A number of Street economists in the past two weeks revised up their forecasts for the second half of this year to 7.6 percent or 7.7 percent year-on-year, from around 7.3 percent.
August Data Outlook
Sept. 7 (10:00 p.m. EDT) – Trade Balance: Growth in Chinese exports and imports rebounded in July, reversing a steep fall in June. But the better-than-expected figures once again raised doubts about the reliability of these trade statistics. The most important reason to support the skepticism is a consistently massive discrepancy between China's exports to the U.S. and U.S. imports from China.
Economists polled by Reuters expect exports for August to have grown 6 percent from a year ago, compared with a gain of 5.1 percent in July. Imports probably rose by 11.3 percent, following a 10.9 percent rise in July. That would produce a monthly trade surplus of $20 billion.
Sept. 8 (9:30 p.m. EDT) – Consumer Price Index and Producer Price Index: Consumer price inflation was unchanged in July. Prices of both vegetables and pork increased, but the rise was offset by a decline in fruit prices. The daily data suggest that these trends continued in August.
Mark Williams, chief Asia economist at Capital Economics, noted that vegetable prices were rising much faster a year ago, which implies that year-over-year inflation in vegetable prices will have fallen, dragging food inflation down. But with the favorable base effect fading and pork prices still rising, the drop in food inflation should prove short-lived. The annual change in the consumer price index is seen slowing to 2.6 percent in August from 2.7 percent in July, according to the Reuters poll. CPI has held between 2.0 percent and 3.2 percent in annual terms so far this year, well below the government target of 3.5 percent. PPI is forecast to ease to 1.8 percent in August, from July's 2.3 percent.
Sept. 10 (1:30 a.m. EDT) – Industrial Production, Fixed-Asset Investments and Retail Sales: Industrial production accelerated in July and is projected to have picked up further in August. The Reuters survey shows that factory output is expected to have grown 9.9 percent year-over-year, matching the January/February figure as biggest increase this year.
“So far, the rebound has been led by heavy industry and driven by investment, which we expect to be reflected in August’s fixed asset spending data,” Williams said. Fixed-asset investment probably grew 20.2 percent in the first eight months of 2013 from a year earlier, after a 20.1 percent rise in the first seven months.
“The recovery in economic data is largely due to policy shift since July,” said Haibin Zhu, chief China economist at JP Morgan in Hong Kong, in a note.
The State Council now openly supports investment in certain sectors, and effective investment is considered as a key component in stabilizing economic growth.

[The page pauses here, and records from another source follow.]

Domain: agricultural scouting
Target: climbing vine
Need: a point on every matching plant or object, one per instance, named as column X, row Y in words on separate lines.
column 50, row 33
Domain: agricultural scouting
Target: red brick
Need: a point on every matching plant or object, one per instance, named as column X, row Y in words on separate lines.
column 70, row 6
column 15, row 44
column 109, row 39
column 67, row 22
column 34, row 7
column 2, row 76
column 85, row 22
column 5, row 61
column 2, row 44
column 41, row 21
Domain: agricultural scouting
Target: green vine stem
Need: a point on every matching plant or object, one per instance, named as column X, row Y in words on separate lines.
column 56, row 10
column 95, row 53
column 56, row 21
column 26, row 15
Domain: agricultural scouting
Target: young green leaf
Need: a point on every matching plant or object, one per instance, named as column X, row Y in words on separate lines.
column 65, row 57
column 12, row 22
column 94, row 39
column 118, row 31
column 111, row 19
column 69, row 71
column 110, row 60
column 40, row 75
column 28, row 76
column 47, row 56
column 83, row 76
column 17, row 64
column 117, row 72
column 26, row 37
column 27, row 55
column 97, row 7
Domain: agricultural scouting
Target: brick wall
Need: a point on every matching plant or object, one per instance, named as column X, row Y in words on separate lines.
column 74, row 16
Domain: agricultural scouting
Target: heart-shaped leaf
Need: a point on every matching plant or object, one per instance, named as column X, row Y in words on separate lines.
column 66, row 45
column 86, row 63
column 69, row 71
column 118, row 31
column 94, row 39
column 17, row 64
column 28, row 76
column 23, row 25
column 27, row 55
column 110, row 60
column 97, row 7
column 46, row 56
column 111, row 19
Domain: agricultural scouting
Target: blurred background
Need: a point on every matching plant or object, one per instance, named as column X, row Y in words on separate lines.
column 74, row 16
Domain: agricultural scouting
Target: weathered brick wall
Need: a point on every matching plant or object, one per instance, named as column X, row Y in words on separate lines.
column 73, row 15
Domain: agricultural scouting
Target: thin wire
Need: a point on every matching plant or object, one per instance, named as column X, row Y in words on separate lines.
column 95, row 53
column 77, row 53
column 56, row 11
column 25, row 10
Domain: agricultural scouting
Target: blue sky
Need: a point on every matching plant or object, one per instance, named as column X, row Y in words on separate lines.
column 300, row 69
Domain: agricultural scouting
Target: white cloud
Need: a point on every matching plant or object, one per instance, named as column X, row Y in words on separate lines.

Beijing has increased this year’s railway investment target from 650 billion yuan to 690 billion yuan and has raised the solar energy installation target to 35 gigawatts by 2015. In addition, 80,000 kilometers of urban town gas pipeline and 100,000 kilometers of heating pipeline are expected to be renovated by the end of 2015. Economists believe these moves will likely drive a further expansion in fixed-asset investment in the coming months.
Meanwhile, there is little sign that consumption demand, the key to rebalancing the economy, is picking up. A Reuters review of first-half earnings at more than 20 Chinese retailers found they were not convinced the economic slowdown had bottomed out.
Sept. 13 (TBD) – Bank Lending: Bank loans for July were stronger than most had expected, with year-over-year growth of outstanding loans edging up for the first time since April. Economists expect new bank loans to have reached 700 billion yuan in August, nearly unchanged from July's level, while growth of M2 money supply likely have edged down to 14.4 percent from July's 14.5 percent.